Another thing I've noticed is that when I calculate the eigenvalues of the covariance matrix (calculated for the matrix containing the mixed signals), the eigenspectrum seems to show that there is only one (main) principal component. What does this really mean? Shouldn't there be 5, since I have 5 (supposedly) independent signals?
For example, when using the following mixing matrix:
A =
0.2000 0.4267 0.2133 0.1067 0.0533
0.2909 0.2000 0.2909 0.1455 0.0727
0.1333 0.2667 0.2000 0.2667 0.1333
0.0727 0.1455 0.2909 0.2000 0.2909
0.0533 0.1067 0.2133 0.4267 0.2000
The eigenvalues are: 0.0000 0.0005 0.0022 0.0042 0.0345 (only 4!)
When using the identity matrix as the mixing matrix (i.e. the mixed signals are the same as the original ones), the eigenspectrum is: 0.0103 0.0199 0.0330 0.0811 0.1762. There still is one value much larger than the rest..
Thank you for your help.
I apologise if the answers to my questions are painfully obvious, but I'm really new to statistics, ICA and Matlab. Thanks again.

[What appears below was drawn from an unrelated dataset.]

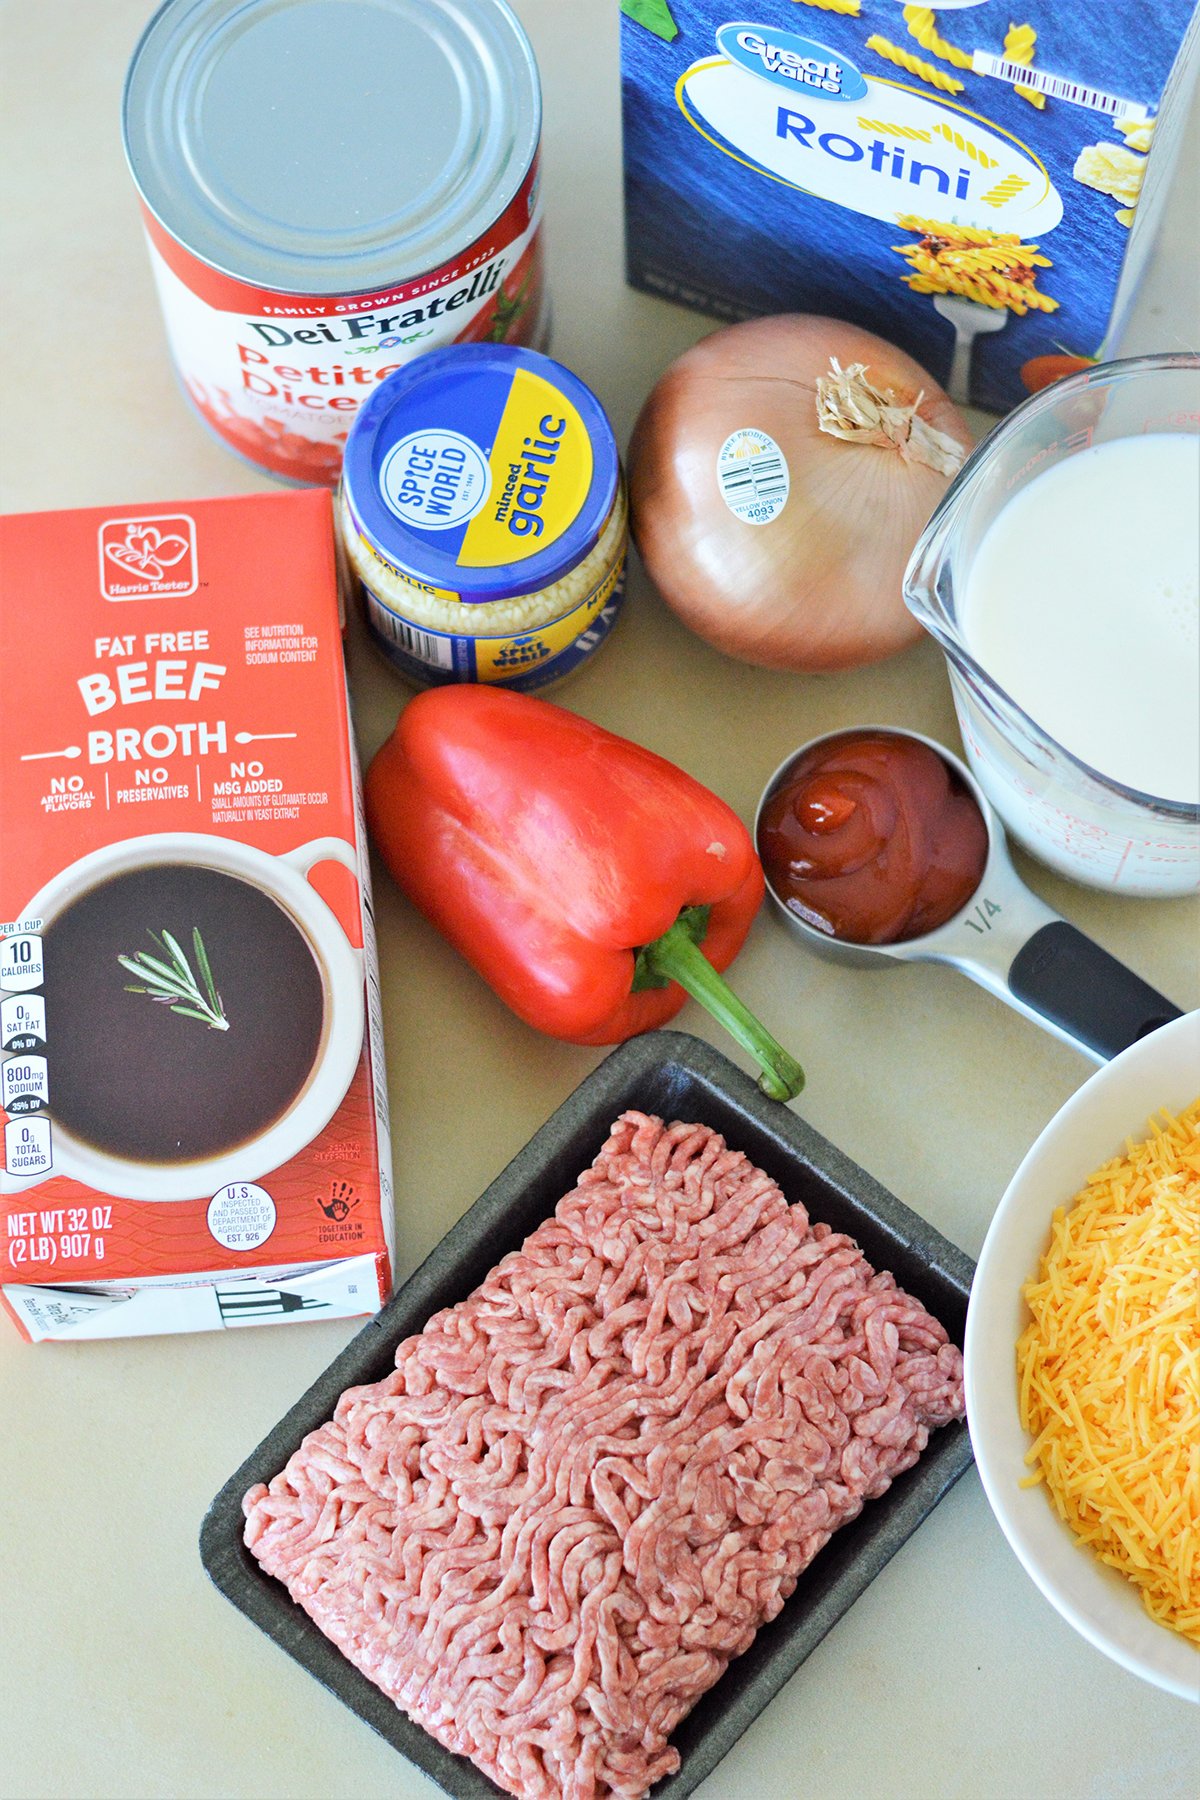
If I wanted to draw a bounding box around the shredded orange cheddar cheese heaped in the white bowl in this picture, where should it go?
[1016,1100,1200,1643]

EDIT - I have 500 samples of each signal, in the range [0.2, 100], in steps of 0.2, i.e. x = 0:0.1:100.
EDIT - Given the ICA Model: X = As + n (I'm not adding any noise at the moment), but I am referring to the eigenspectrum of the transpose of X, i.e. eig(cov(X')).

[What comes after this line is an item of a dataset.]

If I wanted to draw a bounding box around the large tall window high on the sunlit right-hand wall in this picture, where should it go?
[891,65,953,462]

Your signals are correlated (not independent). Right off the bat, the sawtooth and the sine are the same period. Tell me the value of one I'll tell you the value of the other, perfect correlation.
If you change up the period of one of them that'll make them more independent.

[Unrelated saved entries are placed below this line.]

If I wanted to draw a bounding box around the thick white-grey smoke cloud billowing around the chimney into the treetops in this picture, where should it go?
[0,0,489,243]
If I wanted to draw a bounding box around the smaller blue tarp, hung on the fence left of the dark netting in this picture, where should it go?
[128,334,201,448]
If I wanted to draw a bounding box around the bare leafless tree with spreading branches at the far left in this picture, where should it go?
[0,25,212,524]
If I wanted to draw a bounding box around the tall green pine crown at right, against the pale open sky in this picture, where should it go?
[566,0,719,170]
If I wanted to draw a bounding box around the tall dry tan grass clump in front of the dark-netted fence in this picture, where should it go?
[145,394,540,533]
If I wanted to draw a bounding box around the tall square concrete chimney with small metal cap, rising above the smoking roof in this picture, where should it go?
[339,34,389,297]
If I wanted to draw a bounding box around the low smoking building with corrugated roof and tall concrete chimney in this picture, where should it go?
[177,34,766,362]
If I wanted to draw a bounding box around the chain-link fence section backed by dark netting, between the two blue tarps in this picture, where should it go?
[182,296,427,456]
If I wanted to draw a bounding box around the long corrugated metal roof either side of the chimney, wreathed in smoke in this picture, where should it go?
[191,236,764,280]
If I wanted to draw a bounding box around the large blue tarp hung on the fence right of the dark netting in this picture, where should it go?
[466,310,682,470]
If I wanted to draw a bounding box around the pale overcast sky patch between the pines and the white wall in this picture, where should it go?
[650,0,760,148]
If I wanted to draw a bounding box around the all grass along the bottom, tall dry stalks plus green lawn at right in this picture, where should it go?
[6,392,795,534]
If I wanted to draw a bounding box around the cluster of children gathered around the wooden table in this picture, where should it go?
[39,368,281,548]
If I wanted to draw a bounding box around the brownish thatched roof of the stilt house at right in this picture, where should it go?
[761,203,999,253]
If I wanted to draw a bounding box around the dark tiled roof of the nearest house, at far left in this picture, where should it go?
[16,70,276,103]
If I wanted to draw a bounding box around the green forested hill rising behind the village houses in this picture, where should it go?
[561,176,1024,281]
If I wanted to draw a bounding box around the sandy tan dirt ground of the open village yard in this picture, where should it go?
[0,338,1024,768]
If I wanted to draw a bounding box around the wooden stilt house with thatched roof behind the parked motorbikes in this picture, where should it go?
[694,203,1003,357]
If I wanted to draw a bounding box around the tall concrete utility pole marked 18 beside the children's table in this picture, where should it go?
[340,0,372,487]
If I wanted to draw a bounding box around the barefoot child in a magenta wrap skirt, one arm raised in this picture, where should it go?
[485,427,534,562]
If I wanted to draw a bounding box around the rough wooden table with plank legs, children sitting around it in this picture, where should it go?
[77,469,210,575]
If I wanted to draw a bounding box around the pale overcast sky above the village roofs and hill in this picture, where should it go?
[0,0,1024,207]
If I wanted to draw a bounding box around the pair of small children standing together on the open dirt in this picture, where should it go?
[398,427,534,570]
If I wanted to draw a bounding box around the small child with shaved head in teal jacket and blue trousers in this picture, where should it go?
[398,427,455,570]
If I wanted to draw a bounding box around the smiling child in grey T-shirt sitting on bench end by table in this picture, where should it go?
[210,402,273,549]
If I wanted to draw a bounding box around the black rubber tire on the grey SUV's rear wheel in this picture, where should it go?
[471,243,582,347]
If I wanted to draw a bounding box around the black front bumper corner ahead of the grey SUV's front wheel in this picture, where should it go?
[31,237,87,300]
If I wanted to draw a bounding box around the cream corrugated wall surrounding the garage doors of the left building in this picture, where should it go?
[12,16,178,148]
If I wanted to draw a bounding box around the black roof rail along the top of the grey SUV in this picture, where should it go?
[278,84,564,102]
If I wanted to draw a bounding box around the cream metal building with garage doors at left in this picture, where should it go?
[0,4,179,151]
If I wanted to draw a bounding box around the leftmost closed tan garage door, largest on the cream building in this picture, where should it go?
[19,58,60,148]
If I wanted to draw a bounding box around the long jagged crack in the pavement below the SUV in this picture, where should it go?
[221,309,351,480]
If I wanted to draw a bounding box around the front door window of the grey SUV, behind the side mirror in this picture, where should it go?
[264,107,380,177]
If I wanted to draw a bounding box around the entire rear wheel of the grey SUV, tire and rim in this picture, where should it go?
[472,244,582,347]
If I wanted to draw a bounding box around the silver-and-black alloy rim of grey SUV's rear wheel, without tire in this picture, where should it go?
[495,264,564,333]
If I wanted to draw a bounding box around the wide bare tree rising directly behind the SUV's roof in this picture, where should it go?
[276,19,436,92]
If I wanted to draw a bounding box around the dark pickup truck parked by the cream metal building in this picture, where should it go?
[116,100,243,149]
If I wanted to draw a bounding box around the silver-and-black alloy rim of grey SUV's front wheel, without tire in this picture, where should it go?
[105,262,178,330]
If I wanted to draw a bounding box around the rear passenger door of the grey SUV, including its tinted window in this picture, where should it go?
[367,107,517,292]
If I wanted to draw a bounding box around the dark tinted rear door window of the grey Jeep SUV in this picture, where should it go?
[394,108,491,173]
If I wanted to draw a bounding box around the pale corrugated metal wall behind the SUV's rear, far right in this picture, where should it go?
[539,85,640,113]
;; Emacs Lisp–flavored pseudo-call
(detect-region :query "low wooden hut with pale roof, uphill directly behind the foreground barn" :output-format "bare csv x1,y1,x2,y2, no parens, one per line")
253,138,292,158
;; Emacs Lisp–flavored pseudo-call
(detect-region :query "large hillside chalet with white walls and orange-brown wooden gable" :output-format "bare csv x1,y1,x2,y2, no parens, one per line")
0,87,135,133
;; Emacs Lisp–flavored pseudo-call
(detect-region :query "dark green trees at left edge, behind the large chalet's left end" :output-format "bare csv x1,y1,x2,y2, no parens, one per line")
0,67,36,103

Also S1 and S2 are kinda correlated.
As for the eigenvalues, first of all your signals are not independent (see above).
Second of all, your filter matrix A is also not well conditioned, spreading out your eigenvalues further.
Even if you were to pipe in five fully independent (iid, yada yada) signals the covariance would be:
E[ A y y' A' ] = E[ A I A' ] = A A'
The eigenvalues of that are:
eig(A*A')
ans =
0.000167972216475
0.025688510850262
0.035666735304024
0.148813869149738
1.042451912479502
So you're really filtering/squishing all the signals down onto one basis function / degree of freedom and of course they'll be hard to recover, whatever method you use.
To find if the signals are mutually independent you could look at the techniques described here In general two random variables are independent if they are orthogonal. This means that: E{s1*s2} = 0 Meaning that the expectation of the random variable s1 multiplied by the random variable s2 is zero. This orthogonality condition is extremely important in statistics and probability and shows up everywhere. Unfortunately it applies to 2 variables at a time. There are multivariable techniques, but none that I would feel comfortable recommending. Another link I dug up was this one, not sure what your application is, but that paper is very well done.
When I calculate the covariance matrix I get:
cov(A) =
0.0619 -0.0284 -0.0002 -0.0028 -0.0010
-0.0284 0.0393 0.0049 0.0007 -0.0026
-0.0002 0.0049 0.1259 0.0001 -0.0682
-0.0028 0.0007 0.0001 0.0099 -0.0012
-0.0010 -0.0026 -0.0682 -0.0012 0.0831
With eigenvectors,V and values D:
[V,D] = eig(cov(A))
V =
-0.0871 0.5534 0.0268 -0.8279 0.0063
-0.0592 0.8264 -0.0007 0.5584 -0.0415
-0.0166 -0.0352 0.5914 -0.0087 -0.8054
-0.9937 -0.0973 -0.0400 0.0382 -0.0050
-0.0343 0.0033 0.8050 0.0364 0.5912
D =
0.0097 0 0 0 0
0 0.0200 0 0 0
0 0 0.0330 0 0
0 0 0 0.0812 0
0 0 0 0 0.1762
Here's my code:
x = transpose(0.2:0.2:100);
s1 = (-x.^2 + 100*x + 500) / 3000; % quadratic
s2 = exp(-x / 10); % -ve exponential
s3 = (sin(x)+ 1) * 0.5; % sine
s4 = 0.5 + 0.1 * randn(length(x), 1); % gaussian
s5 = (sawtooth(x, 0.75)+ 1) * 0.5; % sawtooth
A = [s1 s2 s3 s4 s5];
cov(A)
[V,D] = eig(cov(A))
Let me know if I can help any more, or if I misunderstood.
EDIT Properly referred to eigenvalues and vectors, used 0.2 sampling interval added code.